Standing Up For What's Right -- Another View



A week ago a letter to the editor appeared in this space with the same title. The writer used terms like "leftist political prostitutes" and "self-serving leftists" to describe people who, in good conscience, don't share his political beliefs. He even calls them "cowardly anti-Americans".

He justified his intolerance by his status as a U.S. Navy veteran. At least, he's alive. That's more than can be said for my brother. He came back from Vietnam in a rubber bag. He died defending our freedom.

That includes all our freedoms. Even our freedom to dissent when we see actions with which we disagree being done in our name by the leaders of our country.

The issue before us is much larger and important than petty political rhetoric and puffy patriotism.

It's about core American values. It's about priorities in how we allocate our national resources. It's about what's important to us as Americans.
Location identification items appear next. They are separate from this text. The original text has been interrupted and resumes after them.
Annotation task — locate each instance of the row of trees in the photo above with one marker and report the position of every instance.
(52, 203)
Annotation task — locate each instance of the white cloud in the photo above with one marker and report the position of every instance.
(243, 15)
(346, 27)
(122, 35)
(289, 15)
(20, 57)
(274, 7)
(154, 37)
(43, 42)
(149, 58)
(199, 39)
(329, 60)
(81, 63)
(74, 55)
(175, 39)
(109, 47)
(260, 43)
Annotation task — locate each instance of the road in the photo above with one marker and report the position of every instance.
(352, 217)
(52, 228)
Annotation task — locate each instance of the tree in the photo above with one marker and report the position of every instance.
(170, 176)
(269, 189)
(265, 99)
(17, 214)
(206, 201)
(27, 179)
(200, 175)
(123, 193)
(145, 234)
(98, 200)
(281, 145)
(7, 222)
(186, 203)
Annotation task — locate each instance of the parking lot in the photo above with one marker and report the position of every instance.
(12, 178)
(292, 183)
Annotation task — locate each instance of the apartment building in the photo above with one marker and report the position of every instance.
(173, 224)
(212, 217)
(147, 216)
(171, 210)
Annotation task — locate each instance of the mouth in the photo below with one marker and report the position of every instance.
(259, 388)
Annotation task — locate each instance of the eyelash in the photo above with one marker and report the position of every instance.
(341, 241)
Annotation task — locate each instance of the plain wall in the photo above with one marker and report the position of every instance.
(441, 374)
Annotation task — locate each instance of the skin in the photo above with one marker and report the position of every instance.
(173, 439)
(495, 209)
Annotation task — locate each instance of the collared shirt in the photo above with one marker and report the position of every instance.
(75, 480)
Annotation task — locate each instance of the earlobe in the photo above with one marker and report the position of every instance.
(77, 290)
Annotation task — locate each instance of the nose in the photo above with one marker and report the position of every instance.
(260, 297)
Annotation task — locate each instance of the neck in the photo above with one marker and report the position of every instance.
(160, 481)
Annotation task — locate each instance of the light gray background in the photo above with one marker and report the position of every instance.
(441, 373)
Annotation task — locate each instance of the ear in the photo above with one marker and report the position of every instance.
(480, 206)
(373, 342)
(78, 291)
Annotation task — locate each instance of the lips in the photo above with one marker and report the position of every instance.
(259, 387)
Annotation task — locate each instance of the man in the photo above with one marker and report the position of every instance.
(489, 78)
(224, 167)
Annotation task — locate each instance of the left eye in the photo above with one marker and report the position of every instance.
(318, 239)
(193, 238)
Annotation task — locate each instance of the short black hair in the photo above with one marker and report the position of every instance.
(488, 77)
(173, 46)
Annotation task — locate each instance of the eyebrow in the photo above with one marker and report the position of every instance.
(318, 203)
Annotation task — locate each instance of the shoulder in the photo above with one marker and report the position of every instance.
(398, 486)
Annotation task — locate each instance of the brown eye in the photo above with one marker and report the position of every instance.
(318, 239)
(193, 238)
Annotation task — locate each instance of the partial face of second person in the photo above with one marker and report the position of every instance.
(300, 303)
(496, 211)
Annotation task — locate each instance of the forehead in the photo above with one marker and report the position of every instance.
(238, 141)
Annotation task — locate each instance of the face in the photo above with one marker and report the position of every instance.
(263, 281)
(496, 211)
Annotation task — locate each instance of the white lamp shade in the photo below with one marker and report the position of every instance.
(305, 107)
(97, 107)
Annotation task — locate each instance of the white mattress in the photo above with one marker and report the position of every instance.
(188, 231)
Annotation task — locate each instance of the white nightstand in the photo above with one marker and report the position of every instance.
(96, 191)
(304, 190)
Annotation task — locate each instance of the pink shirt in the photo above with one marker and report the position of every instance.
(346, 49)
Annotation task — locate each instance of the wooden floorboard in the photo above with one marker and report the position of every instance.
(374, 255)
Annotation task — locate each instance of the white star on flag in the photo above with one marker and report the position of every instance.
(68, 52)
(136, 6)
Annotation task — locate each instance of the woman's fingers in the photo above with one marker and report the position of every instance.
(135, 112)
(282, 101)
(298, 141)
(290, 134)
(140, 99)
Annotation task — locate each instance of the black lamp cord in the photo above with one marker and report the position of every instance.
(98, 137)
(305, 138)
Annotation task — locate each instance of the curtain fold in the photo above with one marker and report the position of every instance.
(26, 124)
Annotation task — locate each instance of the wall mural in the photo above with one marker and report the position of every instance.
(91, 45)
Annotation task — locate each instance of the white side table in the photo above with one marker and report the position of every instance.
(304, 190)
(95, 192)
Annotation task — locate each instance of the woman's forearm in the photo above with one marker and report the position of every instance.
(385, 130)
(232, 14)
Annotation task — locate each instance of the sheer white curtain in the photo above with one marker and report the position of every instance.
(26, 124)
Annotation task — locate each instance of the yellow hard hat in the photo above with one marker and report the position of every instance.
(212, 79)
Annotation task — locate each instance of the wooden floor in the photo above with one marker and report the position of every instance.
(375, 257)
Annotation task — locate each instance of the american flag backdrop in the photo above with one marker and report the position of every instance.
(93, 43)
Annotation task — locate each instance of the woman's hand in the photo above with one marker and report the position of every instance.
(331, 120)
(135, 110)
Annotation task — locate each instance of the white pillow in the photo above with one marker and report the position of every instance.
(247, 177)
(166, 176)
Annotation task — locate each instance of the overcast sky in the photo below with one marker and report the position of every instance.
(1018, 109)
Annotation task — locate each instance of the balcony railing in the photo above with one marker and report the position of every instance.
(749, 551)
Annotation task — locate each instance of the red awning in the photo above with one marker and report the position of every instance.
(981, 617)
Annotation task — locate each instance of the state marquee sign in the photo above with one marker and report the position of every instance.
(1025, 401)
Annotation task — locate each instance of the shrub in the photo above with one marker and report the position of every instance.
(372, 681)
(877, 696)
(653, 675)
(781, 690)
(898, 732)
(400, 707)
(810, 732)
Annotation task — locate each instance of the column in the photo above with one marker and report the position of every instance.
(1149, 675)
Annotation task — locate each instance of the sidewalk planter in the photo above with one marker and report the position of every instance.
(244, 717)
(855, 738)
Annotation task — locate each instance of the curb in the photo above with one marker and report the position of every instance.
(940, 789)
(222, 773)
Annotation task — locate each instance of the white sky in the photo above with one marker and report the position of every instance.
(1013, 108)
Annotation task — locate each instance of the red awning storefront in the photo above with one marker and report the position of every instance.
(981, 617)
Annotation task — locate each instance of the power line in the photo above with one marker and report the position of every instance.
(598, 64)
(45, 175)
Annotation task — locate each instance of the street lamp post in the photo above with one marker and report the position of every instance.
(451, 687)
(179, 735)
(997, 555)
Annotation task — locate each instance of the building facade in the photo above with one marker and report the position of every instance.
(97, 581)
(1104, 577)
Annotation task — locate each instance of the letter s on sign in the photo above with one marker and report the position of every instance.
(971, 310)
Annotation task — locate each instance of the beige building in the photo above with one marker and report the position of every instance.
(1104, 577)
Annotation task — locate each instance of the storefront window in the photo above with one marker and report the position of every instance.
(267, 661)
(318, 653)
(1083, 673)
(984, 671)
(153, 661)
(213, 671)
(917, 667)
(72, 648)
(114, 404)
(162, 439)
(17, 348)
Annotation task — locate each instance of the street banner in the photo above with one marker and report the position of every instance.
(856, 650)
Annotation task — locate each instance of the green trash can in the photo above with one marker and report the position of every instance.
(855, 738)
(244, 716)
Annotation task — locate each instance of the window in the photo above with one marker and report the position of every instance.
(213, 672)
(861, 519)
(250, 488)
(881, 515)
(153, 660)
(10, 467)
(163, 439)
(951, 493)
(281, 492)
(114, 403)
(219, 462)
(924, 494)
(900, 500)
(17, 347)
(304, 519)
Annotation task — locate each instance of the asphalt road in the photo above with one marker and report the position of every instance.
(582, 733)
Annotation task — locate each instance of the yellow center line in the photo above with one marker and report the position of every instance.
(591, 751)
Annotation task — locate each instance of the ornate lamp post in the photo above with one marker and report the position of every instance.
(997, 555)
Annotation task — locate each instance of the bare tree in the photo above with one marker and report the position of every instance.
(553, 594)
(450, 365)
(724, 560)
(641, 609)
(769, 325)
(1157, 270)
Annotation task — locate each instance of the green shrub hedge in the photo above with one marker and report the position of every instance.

What's important in America today? The U.S. spends as much money on its military -- every year -- as the next 24 nations of the world combined. Add to that the additional couple of hundred billion dollars to wage this war. That's a lot of dough. Makes you wonder just who's running things. Can't our resources be better directed?

Thousands -- perhaps tens of thousands -- of innocent lives will be lost as "collateral damage" when this war consumes the world. And hundreds -- maybe thousands -- of American families will share the grief of having their husband or son, father or brother come home in a rubber bag. Is this cost in human lives and suffering acceptable in return for ridding the world of a despotic dictator?

It's neither self-serving nor anti-American to believe that everything possible must be done to avoid war with its enormous cost in human, financial and political capital. On the contrary -- It's standing up for what's right.

General Douglas MacArthur said in his book ‘Revitalizing a Nation': "You cannot control war; you can only abolish it. Those who shrug this off as idealistic are the real enemies of peace -- the real warmongers.

"Those who lack the enterprise, vision, and courage to try a new approach when no others have succeeded, fail completely the most simple test of leadership. Let us regain some of the courage and faith of the architects who charted the course to our real greatness."